Ramblers are easily distinguished from climbers by their thinner, more pliable canes. Almost without exception, ramblers are once flowering in spring although sometimes they may have an autumn flush. The majority of ramblers have their heritage from Rosa wichurana or Rosa multiflora. They mostly flower on wood produced in the previous season.
If you are growing a rambler to cover an unsightly fence, dead tree, or outhouse, resist any pruning. Cut off any nasties that would decapitate your friends as they go past, and take out any dead wood. About every third or fourth year, you could thin out the jungle to give new canes a chance. Cutting off a couple of the old unproductive canes at the base can do this. Cut them, walk away, and come back in two weeks or so when you can see the dead laterals in the mass of growth. Cut and pull until this is all removed.
When growing ramblers on arches, pillars or as a swag on a catenary, remember that the more horizontal you can make the canes, the more laterals which will develop and therefore the more flowers. Ramblers do not mind going downhill whereas a climber may strongly object and die back. They also have very flexible canes that can be easily trained and kept in shape. Wind the canes around supporting posts, tying them in to restrain them.
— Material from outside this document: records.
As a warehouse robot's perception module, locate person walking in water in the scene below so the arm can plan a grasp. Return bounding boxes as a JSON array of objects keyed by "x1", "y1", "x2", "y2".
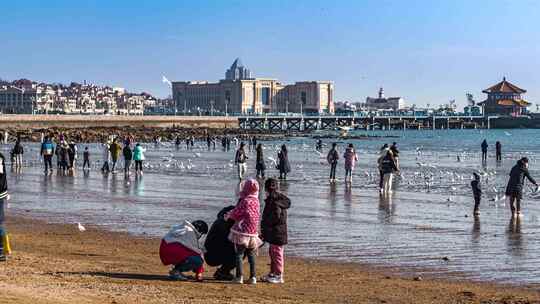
[
  {"x1": 390, "y1": 142, "x2": 399, "y2": 170},
  {"x1": 234, "y1": 142, "x2": 248, "y2": 180},
  {"x1": 381, "y1": 150, "x2": 398, "y2": 194},
  {"x1": 481, "y1": 139, "x2": 488, "y2": 163},
  {"x1": 40, "y1": 136, "x2": 54, "y2": 174},
  {"x1": 278, "y1": 145, "x2": 291, "y2": 180},
  {"x1": 133, "y1": 143, "x2": 146, "y2": 176},
  {"x1": 13, "y1": 139, "x2": 24, "y2": 168},
  {"x1": 495, "y1": 141, "x2": 502, "y2": 162},
  {"x1": 261, "y1": 178, "x2": 291, "y2": 284},
  {"x1": 471, "y1": 172, "x2": 482, "y2": 216},
  {"x1": 101, "y1": 142, "x2": 111, "y2": 173},
  {"x1": 225, "y1": 179, "x2": 262, "y2": 284},
  {"x1": 255, "y1": 144, "x2": 266, "y2": 179},
  {"x1": 326, "y1": 143, "x2": 339, "y2": 183},
  {"x1": 122, "y1": 142, "x2": 133, "y2": 176},
  {"x1": 377, "y1": 144, "x2": 390, "y2": 193},
  {"x1": 343, "y1": 144, "x2": 358, "y2": 184},
  {"x1": 0, "y1": 153, "x2": 10, "y2": 262},
  {"x1": 83, "y1": 147, "x2": 90, "y2": 170},
  {"x1": 505, "y1": 157, "x2": 538, "y2": 217}
]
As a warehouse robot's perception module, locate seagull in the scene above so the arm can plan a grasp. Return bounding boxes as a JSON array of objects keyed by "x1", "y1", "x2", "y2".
[{"x1": 77, "y1": 223, "x2": 86, "y2": 232}]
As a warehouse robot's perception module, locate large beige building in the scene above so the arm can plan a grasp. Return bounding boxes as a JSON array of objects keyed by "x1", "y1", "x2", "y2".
[{"x1": 172, "y1": 59, "x2": 334, "y2": 115}]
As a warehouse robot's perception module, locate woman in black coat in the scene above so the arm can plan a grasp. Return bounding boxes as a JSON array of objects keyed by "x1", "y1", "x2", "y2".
[
  {"x1": 255, "y1": 144, "x2": 266, "y2": 178},
  {"x1": 278, "y1": 145, "x2": 291, "y2": 179},
  {"x1": 505, "y1": 157, "x2": 538, "y2": 217},
  {"x1": 204, "y1": 206, "x2": 236, "y2": 281},
  {"x1": 261, "y1": 178, "x2": 291, "y2": 283}
]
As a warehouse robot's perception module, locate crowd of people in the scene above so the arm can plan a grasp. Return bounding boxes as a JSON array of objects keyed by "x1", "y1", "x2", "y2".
[{"x1": 0, "y1": 136, "x2": 538, "y2": 284}]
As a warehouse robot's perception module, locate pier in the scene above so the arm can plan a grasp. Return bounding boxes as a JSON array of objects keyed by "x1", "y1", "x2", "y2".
[{"x1": 238, "y1": 115, "x2": 489, "y2": 131}]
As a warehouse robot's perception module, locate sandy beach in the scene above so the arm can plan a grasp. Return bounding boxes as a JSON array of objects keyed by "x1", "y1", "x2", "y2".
[{"x1": 0, "y1": 217, "x2": 540, "y2": 304}]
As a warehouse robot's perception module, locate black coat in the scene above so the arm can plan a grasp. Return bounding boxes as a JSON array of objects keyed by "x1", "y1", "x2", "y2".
[
  {"x1": 204, "y1": 206, "x2": 236, "y2": 268},
  {"x1": 505, "y1": 162, "x2": 536, "y2": 199},
  {"x1": 278, "y1": 151, "x2": 291, "y2": 173},
  {"x1": 261, "y1": 192, "x2": 291, "y2": 246}
]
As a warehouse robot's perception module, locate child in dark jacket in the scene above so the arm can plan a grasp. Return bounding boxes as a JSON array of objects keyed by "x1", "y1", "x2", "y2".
[
  {"x1": 261, "y1": 178, "x2": 291, "y2": 284},
  {"x1": 471, "y1": 172, "x2": 482, "y2": 215},
  {"x1": 159, "y1": 220, "x2": 208, "y2": 281}
]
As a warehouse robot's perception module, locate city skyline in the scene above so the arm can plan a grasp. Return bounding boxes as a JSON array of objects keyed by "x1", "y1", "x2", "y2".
[{"x1": 0, "y1": 0, "x2": 540, "y2": 110}]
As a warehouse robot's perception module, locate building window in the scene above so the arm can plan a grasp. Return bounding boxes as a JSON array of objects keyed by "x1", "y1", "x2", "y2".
[{"x1": 261, "y1": 88, "x2": 270, "y2": 106}]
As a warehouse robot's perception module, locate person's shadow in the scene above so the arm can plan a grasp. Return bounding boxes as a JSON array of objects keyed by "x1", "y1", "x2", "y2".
[{"x1": 506, "y1": 217, "x2": 524, "y2": 256}]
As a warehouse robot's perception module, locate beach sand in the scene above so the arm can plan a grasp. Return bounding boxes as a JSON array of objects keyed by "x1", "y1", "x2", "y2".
[{"x1": 0, "y1": 217, "x2": 540, "y2": 304}]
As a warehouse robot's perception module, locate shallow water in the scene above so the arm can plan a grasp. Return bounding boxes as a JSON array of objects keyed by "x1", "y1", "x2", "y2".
[{"x1": 3, "y1": 130, "x2": 540, "y2": 283}]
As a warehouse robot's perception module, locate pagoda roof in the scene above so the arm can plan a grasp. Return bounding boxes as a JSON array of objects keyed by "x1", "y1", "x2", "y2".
[{"x1": 482, "y1": 77, "x2": 527, "y2": 94}]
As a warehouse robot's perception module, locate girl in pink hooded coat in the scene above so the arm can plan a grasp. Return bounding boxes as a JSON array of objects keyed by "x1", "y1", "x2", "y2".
[{"x1": 225, "y1": 179, "x2": 262, "y2": 284}]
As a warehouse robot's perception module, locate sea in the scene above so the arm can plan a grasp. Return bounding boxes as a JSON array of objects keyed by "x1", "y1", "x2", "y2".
[{"x1": 6, "y1": 129, "x2": 540, "y2": 284}]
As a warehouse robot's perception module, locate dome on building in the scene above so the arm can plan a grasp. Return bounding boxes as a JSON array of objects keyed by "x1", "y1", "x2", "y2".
[{"x1": 225, "y1": 58, "x2": 252, "y2": 80}]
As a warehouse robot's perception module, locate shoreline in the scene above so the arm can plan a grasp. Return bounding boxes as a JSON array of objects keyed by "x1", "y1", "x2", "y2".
[{"x1": 0, "y1": 214, "x2": 540, "y2": 304}]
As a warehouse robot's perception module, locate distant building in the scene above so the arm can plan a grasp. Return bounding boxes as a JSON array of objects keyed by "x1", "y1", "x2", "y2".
[
  {"x1": 478, "y1": 77, "x2": 531, "y2": 116},
  {"x1": 366, "y1": 88, "x2": 405, "y2": 110},
  {"x1": 172, "y1": 59, "x2": 334, "y2": 114},
  {"x1": 0, "y1": 86, "x2": 36, "y2": 114},
  {"x1": 225, "y1": 58, "x2": 251, "y2": 80}
]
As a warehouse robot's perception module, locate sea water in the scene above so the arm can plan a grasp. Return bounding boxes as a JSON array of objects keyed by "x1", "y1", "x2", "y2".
[{"x1": 3, "y1": 130, "x2": 540, "y2": 283}]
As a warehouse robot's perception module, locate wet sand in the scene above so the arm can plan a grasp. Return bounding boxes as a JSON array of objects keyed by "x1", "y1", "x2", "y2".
[{"x1": 0, "y1": 217, "x2": 540, "y2": 304}]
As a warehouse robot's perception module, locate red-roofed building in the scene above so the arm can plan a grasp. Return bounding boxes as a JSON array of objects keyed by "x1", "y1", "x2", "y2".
[{"x1": 478, "y1": 78, "x2": 531, "y2": 116}]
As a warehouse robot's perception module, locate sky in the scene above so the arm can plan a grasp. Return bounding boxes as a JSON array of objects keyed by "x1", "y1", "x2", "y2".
[{"x1": 0, "y1": 0, "x2": 540, "y2": 108}]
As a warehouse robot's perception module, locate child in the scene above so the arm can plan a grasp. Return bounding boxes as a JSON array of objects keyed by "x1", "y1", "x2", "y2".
[
  {"x1": 261, "y1": 178, "x2": 291, "y2": 284},
  {"x1": 471, "y1": 172, "x2": 482, "y2": 216},
  {"x1": 159, "y1": 220, "x2": 208, "y2": 281},
  {"x1": 225, "y1": 179, "x2": 262, "y2": 284},
  {"x1": 0, "y1": 153, "x2": 9, "y2": 261},
  {"x1": 343, "y1": 144, "x2": 358, "y2": 184},
  {"x1": 83, "y1": 147, "x2": 90, "y2": 170}
]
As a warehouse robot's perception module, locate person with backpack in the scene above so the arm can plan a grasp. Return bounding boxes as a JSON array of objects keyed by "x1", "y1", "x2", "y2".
[
  {"x1": 261, "y1": 178, "x2": 291, "y2": 284},
  {"x1": 40, "y1": 136, "x2": 55, "y2": 174}
]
It seems that a maximum of six major canes to each plant gives the best result.
In summer, when a mature plant has finished flowering, cut all the ties and lay everything down on the ground to unravel the canes. Reduce the number of major canes to six by cutting off older unproductive canes. Trim laterals back to three or so buds before rewinding the canes and tying them back in.
Experience at the VSRG has shown that by pruning ramblers in summer, they will put on more vegetative growth before dormancy, thus giving more flower power next spring. It is usually necessary to give a shaping trim in autumn, but be aware that any major surgery at this time will be at the expense of flowers.